LEAF: leveraging reference genome to boost DNA-Seq assemblies


Author: Ergude Bao

 

Overview 

LEAF is a software that leverages reference genome from a closely related species to extend/join contigs pre-assembled with any de novo DNA-Seq assembler.
 

How Cite LEAF?

Not available yet...

Downloads and Version History

Version 1.0.0

Changes

  • Formal released
Download

Short Manual

1. System requirements
 
LEAF is suitable for 32-bit or 64-bit machines with Linux operating systems.
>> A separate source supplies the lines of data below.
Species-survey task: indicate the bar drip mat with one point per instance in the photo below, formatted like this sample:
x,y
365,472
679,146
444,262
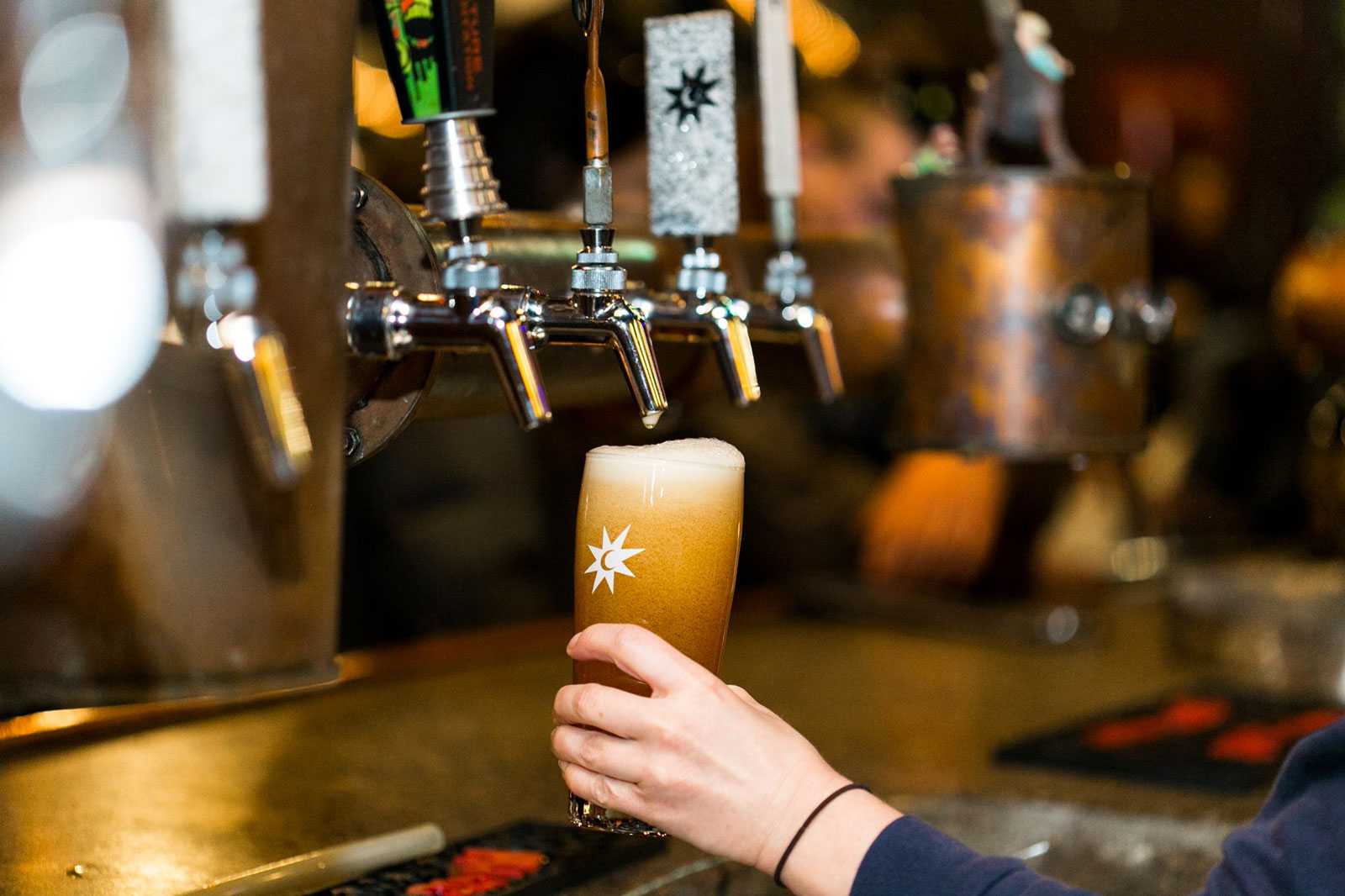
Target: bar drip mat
x,y
526,858
1208,739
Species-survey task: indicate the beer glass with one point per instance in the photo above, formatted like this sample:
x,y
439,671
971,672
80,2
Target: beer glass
x,y
657,544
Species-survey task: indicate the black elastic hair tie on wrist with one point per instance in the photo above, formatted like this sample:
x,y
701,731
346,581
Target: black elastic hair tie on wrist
x,y
784,857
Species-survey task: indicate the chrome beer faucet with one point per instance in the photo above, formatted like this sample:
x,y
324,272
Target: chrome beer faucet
x,y
440,60
787,313
598,311
444,57
694,187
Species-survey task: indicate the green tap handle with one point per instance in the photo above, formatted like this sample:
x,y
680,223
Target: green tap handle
x,y
440,55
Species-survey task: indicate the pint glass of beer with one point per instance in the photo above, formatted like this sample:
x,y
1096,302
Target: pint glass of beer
x,y
657,546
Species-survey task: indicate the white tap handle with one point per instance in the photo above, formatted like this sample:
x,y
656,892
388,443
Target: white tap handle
x,y
214,112
778,87
693,127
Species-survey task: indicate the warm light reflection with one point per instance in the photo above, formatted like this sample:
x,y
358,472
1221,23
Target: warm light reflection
x,y
826,42
78,343
376,103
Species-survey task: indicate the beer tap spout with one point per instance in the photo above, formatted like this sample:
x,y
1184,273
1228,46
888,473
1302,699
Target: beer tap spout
x,y
787,315
703,311
382,320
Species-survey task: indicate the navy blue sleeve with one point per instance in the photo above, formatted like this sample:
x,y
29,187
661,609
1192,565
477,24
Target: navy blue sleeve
x,y
911,857
1297,842
1295,846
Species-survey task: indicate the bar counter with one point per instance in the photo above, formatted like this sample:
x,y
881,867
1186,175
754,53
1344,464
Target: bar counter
x,y
456,730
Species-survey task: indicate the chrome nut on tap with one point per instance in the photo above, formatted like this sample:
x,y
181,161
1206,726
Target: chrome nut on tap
x,y
786,314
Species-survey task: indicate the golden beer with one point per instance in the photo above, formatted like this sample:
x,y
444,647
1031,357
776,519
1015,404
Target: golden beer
x,y
657,544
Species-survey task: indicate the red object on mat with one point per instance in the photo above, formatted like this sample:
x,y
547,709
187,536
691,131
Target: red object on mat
x,y
1183,716
482,871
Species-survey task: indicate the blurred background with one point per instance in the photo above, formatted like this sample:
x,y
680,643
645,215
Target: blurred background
x,y
1235,112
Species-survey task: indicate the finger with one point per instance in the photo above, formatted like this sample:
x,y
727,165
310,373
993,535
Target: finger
x,y
600,752
641,654
748,698
600,788
602,707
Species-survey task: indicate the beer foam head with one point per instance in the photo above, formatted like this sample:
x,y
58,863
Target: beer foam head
x,y
710,452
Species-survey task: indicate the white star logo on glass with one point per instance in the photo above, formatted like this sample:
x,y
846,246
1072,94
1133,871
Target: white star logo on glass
x,y
611,559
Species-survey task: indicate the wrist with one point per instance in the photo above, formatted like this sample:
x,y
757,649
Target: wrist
x,y
806,794
827,856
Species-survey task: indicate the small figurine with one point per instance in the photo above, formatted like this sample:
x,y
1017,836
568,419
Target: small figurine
x,y
1020,104
941,152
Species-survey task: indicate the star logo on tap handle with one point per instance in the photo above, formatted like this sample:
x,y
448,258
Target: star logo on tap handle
x,y
692,96
611,559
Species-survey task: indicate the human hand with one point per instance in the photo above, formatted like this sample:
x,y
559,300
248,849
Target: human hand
x,y
699,759
934,519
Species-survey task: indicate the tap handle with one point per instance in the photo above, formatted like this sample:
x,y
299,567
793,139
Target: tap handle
x,y
440,55
520,374
264,397
820,345
779,98
692,124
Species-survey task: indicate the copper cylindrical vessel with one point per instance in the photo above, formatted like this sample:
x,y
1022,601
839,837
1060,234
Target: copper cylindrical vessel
x,y
1029,311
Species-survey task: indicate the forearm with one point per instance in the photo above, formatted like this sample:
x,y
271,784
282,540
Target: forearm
x,y
854,846
829,855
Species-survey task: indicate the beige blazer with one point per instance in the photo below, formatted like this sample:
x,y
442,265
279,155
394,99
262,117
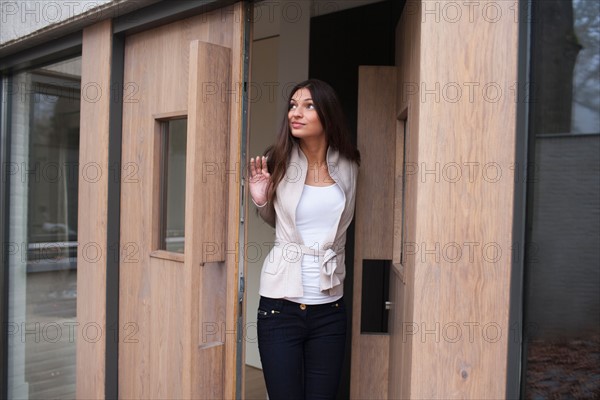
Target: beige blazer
x,y
281,274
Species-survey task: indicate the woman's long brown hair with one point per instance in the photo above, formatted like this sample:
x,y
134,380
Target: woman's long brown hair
x,y
334,124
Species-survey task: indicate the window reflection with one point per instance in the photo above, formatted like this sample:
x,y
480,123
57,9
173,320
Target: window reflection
x,y
43,185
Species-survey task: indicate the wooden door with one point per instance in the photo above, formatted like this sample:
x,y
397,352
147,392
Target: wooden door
x,y
179,277
374,247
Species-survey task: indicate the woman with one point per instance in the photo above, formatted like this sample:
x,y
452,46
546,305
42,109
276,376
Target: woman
x,y
305,187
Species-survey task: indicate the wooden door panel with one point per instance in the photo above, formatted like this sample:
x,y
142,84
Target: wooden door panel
x,y
182,308
374,232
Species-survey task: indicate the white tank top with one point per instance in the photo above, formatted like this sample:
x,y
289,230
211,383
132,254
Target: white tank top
x,y
318,210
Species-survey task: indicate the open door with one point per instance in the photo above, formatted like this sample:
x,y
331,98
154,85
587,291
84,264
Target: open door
x,y
180,208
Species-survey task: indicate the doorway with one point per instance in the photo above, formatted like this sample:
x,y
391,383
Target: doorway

At least 4GB of system memory is recommended for assembling larger data sets.
 
2. Installation
 
Aligners Bowtie2 and BLAT are required to run LEAF.
The downloaded LEAF.cpp file can be compiled with command g++ -o LEAF LEAF.cpp -lpthread.

3. Inputs
 
(1) Paired-end DNA reads in FASTA format.
(2) De novo contigs assembled by any de novo DNA-Seq assembler (Velvet, ABySS, etc.).
(3) Reference genome from a closely related species.
 
4. Using LEAF

LEAF --read1 reads_1.fa --read2 reads_2.fa --contig contigs.fa --genome genome.fa --distanceLow distanceLow --distanceHigh distancehigh --extendedContig extendedContigs.fa --remainingContig remainingContigs.fa [--kMer k --insertVariation insertVariation --coverage coverage --noAlignment --part p]


Inputs:
--read1 is the the first pair of PE DNA reads in fasta format
--read2 is the the second pair of PE DNA reads in fasta format
--contig is the initial contigs in fasta format
--genome is the reference genome in fasta format
--distanceLow is the lower bound of alignment distance between the first and second pairs of PE DNA reads
--distanceHigh is the upper bound of alignment distance between the first and second pairs of PE DNA reads
Outputs:
--extendedContig is the extended contig file in fasta format
--remainingContig is the not extended initial contig file in fasta format
Options:
--kMer is the k-mer size (default: 5)
--insertVariation is the standard variation of insert length (default: 100)
--coverage is the minimum coverage to keep a path in de Bruijn graph (default: 20)
--noAlignment skips the initial time-consuming alignment step, if all the alignment files have been provided in tmp directory (default: none)
--part is the number of parts a chromosome is divided into when it is loaded to reduce memory requirement (default: 1)

5. Outputs
 
(1) Extended contigs in FASTA format.
(2) Remaining contigs not extended in FASTA format.